‘Election year risk could hit rand,’ says Standard Bank
Standard Bank took a positive view on the South African economy, forecasting GDP growth of 1.2% in 2024
Africa's biggest lender, Standard Bank, says the rand is likely to exhibit some level of risk going into an election year, but foresees a possible rebound against the dollar in the second half.
Analysts and economists have forecast the possibility of the ANC losing its majority at the polls, which must be held by August.
“In an election year, combined with the risk of fiscal slippage, the rand ought to reflect some level of risk premium ... especially in the first half of this year it's going to cause the rand to be on the back foot,” Standard Bank chief economist Goolam Ballim told journalists at a presentation of the bank's economy report for 2024 this week. He said this was likely to endure.
The rand performed poorly against major currencies in 2023, depreciating more than 7% against the dollar in that period.
"[Last year] was a dismal year for the ZAR,” Danny Greeff, co-head of Africa at ETM Analytics, told Business Times.
“The ZAR's weakness had an idiosyncratic flavour to it, as years of public-sector maladministration, fiscal profligacy and an inability to unlock South Africa's growth potential due to restrictive economic policymaking finally caught up,” Greeff said.
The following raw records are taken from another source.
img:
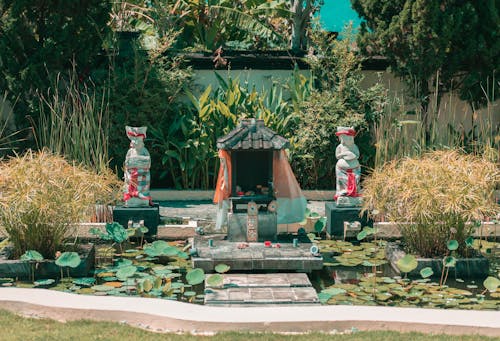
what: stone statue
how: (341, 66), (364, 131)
(333, 127), (361, 206)
(123, 126), (151, 207)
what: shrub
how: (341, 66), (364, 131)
(363, 150), (500, 257)
(0, 150), (117, 258)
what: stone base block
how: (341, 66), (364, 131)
(113, 204), (160, 237)
(227, 212), (278, 242)
(325, 202), (373, 238)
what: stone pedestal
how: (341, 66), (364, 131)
(325, 202), (373, 238)
(227, 212), (278, 242)
(113, 204), (160, 237)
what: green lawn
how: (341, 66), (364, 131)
(0, 310), (500, 341)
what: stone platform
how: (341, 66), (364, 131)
(205, 273), (319, 306)
(192, 236), (323, 272)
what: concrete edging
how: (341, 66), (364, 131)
(0, 288), (500, 336)
(150, 189), (335, 201)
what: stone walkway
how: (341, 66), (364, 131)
(0, 288), (500, 337)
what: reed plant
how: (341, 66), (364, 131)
(0, 149), (118, 258)
(32, 71), (110, 172)
(372, 73), (500, 167)
(362, 150), (500, 257)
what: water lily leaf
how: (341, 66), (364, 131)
(207, 274), (224, 287)
(483, 276), (500, 292)
(116, 265), (137, 280)
(33, 278), (55, 287)
(396, 255), (418, 272)
(465, 236), (474, 247)
(73, 277), (95, 287)
(314, 217), (326, 233)
(142, 279), (153, 292)
(115, 258), (132, 268)
(56, 252), (82, 268)
(318, 291), (333, 304)
(356, 230), (368, 240)
(446, 239), (458, 251)
(215, 264), (231, 274)
(90, 284), (114, 291)
(106, 222), (128, 244)
(186, 268), (205, 285)
(21, 250), (43, 262)
(321, 287), (346, 296)
(420, 267), (434, 278)
(443, 256), (457, 268)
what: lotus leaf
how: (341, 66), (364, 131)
(215, 264), (231, 274)
(142, 279), (153, 292)
(483, 276), (500, 292)
(420, 267), (434, 278)
(56, 252), (82, 268)
(207, 274), (224, 287)
(116, 265), (137, 280)
(20, 250), (43, 262)
(90, 284), (114, 291)
(106, 222), (128, 244)
(396, 255), (418, 273)
(446, 239), (458, 251)
(443, 256), (457, 268)
(115, 258), (132, 269)
(102, 276), (118, 282)
(465, 236), (474, 247)
(33, 278), (55, 287)
(73, 277), (95, 287)
(314, 217), (326, 233)
(186, 268), (205, 285)
(356, 230), (368, 240)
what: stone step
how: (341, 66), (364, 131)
(205, 273), (319, 306)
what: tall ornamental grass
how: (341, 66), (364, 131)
(363, 150), (500, 257)
(0, 150), (119, 258)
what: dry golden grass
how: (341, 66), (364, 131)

But Standard Bank said it was possible the rand could rebound in the second half of the year if the elections produce a predictable policy paradigm, the country's reform agenda continues to show traction and the dollar weakens as the US Federal Reserve begins its rate-cutting path.
Global interest rates have been raised since 2022 to combat rising inflation, but Standard Bank data showed that rates had crested in some markets, with easing cycles likely to follow, starting in emerging economies.
Locally, Stats SA data in January showed that inflation has been on the decline, averaging 6% in 2023, down from 6.9% in 2022 and back within the central bank's target range of 3%-6%.
To combat inflation, the central bank raised the lending rate at 10 consecutive meetings after November 2021, before holding the current rate of 8.25% at its last four meetings.
But Standard Bank was hopeful that rate cuts could come soon, forecasting four interest rate cuts in 2024 to shave off one percentage point of the central bank's main lending rate by year-end.
The rand is undermined by a lower local interest rate but also draws direction from global economic changes.
“Rate cuts in the US will weaken the USD, and could trigger a correction from extremely overvalued levels. By virtue of this, they would be ZAR-supportive,” Greeff said.
Rate cuts in the US will weaken the USD, and could trigger a correction from extremely overvalued levels. By virtue of this, they would be ZAR-supportiveDanny Greeff, co-head of Africa at ETM Analytics
The US is likely to cut interest rates by more than South Africa, Ballim said, and this could provide a “cushion for the rand, or at least appreciation potential for the rand”.
Standard Bank also took a positive view on the South African economy, forecasting GDP growth of 1.2% in 2024, up from a forecast 0.6% in 2023, with the country likely to have “some level of resilience this year”.
Over the last year, the South African economy endured its worst rolling power cuts on record and faced crumbling rail and port infrastructure.
But Standard Bank said it hoped the country's reform agenda would continue.
“It’s a bold statement, but we think we've turned the corner. We think that in 2024 we’re going to have reduced load-shedding,” Ballim said.
The bank's positivity regarding the reform of state-owned entities extended to the national logistics company Transnet.
“I think on those two scores [Eskom and Transnet] it's reason to feel that in the latter half of 2024 it will be at least two of the reasons to provide optimism,” Ballim said.